My treatment was a combination of visits to a psychiatrist and a drug called Xanax. Part of a class of drugs known as benzodiazepines, Xanax (a cousin of Valium) works by affecting the ability of neurotransmitters to relay stress messages. Put simply, the drug stops the brain from sending out panic signals. It’s an effective drug. It works. The trouble is, its side effects include foggy thinking and short term-memory loss. These inadvertent results aren’t good for anybody, but for a writer they’re disastrous. One reason I wrote little for two years after Matt’s death is that I’d get to the middle of a sentence and not be able to remember how it began or how it was supposed to end. So the task became to use as little Xanax as possible while struggling to come to terms with Matthew’s death and get the broken part of me to heal. The trouble is, Xanax is addictive. I later discovered that only about a third of the people who take it for a considerable period of time ever manage to stop. There’s a phenomenon called “rebound.” If you take enough of it, your body gets so used to it that when you reduce it with intentions of stopping altogether, you reach a point where your body says “Wait a minute, what’s going on, I need that stuff, where is it?” In other words, you’re addicted; and when you try to stop you experience withdrawal, a stress that weakens the already weakened stress valve you’ve been trying to repair. The consequence is a panic attack caused not by the original trauma but by reducing the treatment for the trauma. What a mess. I started with four milligrams of Xanax a day. I reduced it to three and a half. Waited. Reduced it to three. Waited. Two and a half. Two. One and a half. One. And bang, I had clusters of panic attacks that forced me back to taking four milligrams of Xanax a day. I went through the process six times before I finally overcame the effects of withdrawal.

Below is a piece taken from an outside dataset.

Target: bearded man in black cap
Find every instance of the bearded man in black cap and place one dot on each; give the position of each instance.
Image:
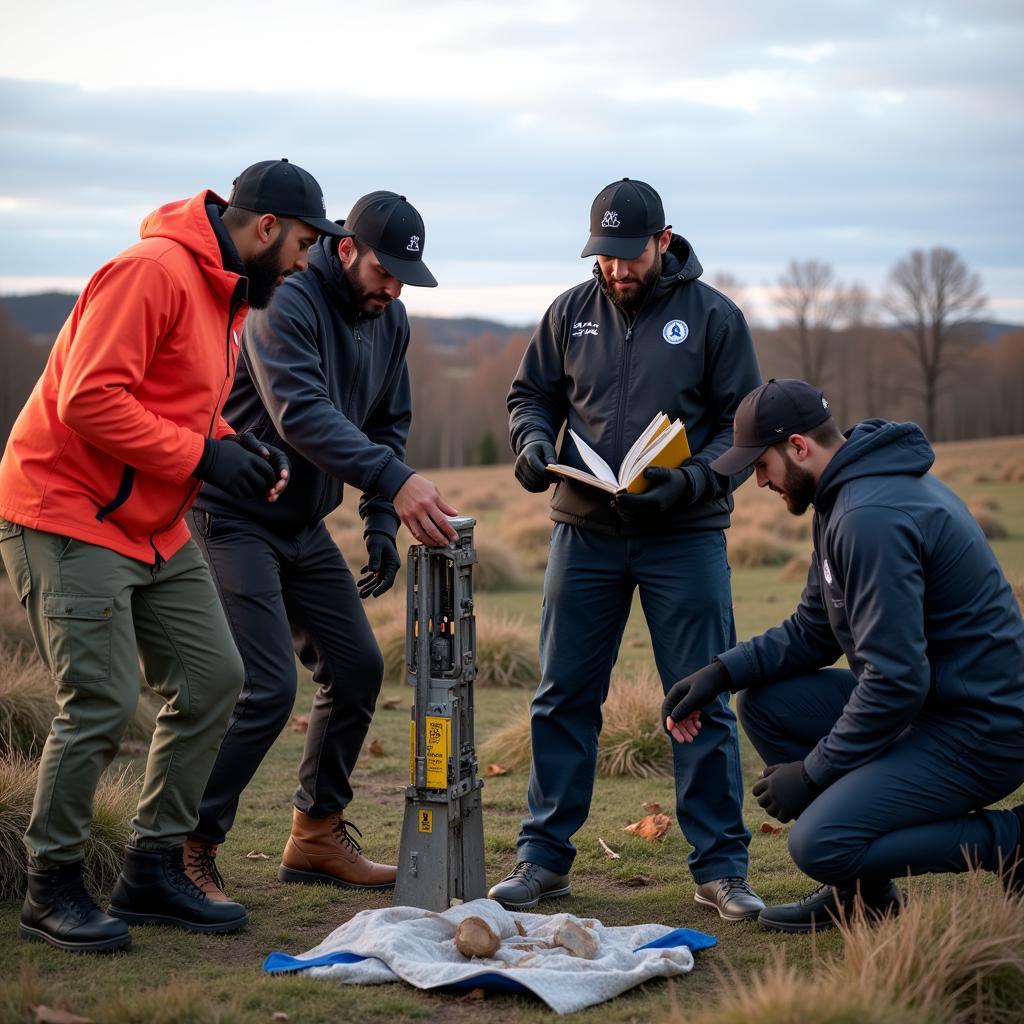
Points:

Don’t misunderstand. If someone close to you has died and you’re suddenly overwhelmed by panic attacks (the two frequently go together), there’s nothing wrong with taking Xanax if a psychiatrist prescribes it. I’ll say it again: a psychiatrist, preferably one with experience in grief counseling. Anxiety/panic disorder is an emotional illness with physical/psychological causes. A family doctor can temporarily treat the physical part by prescribing what amounts to a tranquilizer. But if the psychological causes aren’t also addressed, the source of the problem will never be solved, and the risk of getting hooked on medication is high. Indeed, not everyone who needs counseling requires drug therapy. In that regard, psychotherapists (they’re not physicians) can be as helpful as psychiatrists, and if they conclude that a drug like Xanax would be helpful, they can get a psychiatrist to prescribe it.

I’ve met many people so impaired by panic attacks that they need counseling, but for various reasons they refuse to use that resource. Their motive is often fear of what people will think if word gets out that they’ve been to a psychiatrist or a psychotherapist. This attitude goes back to an intolerant time when various emotional and physical diseases (depression and cancer among them) had a social stigma. My response is this: Anybody who thinks less of someone for getting psychiatric help isn’t anybody whose opinion has any value in the first place. A further excuse for not getting help is the notion “What do shrinks know? It’s all fake. I’m as smart as they are.” There’s an old joke that an attorney who tries to represent him- or herself in a court of law has a fool for a client. The same applies to anyone with an emotional disorder who thinks that he or she can handle it without the help of an expert. I’m proud to say I spent three years going to a psychiatrist (once a week to start, then once a month). My panic attacks had so aggravated my despair that I contemplated suicide several times, and I credit the psychiatrist for saving my life. After a four-year respite, the panic attacks returned, and without a second thought I immediately sought more help. What does a good psychiatrist or psychotherapist know that the patient doesn’t? Plenty.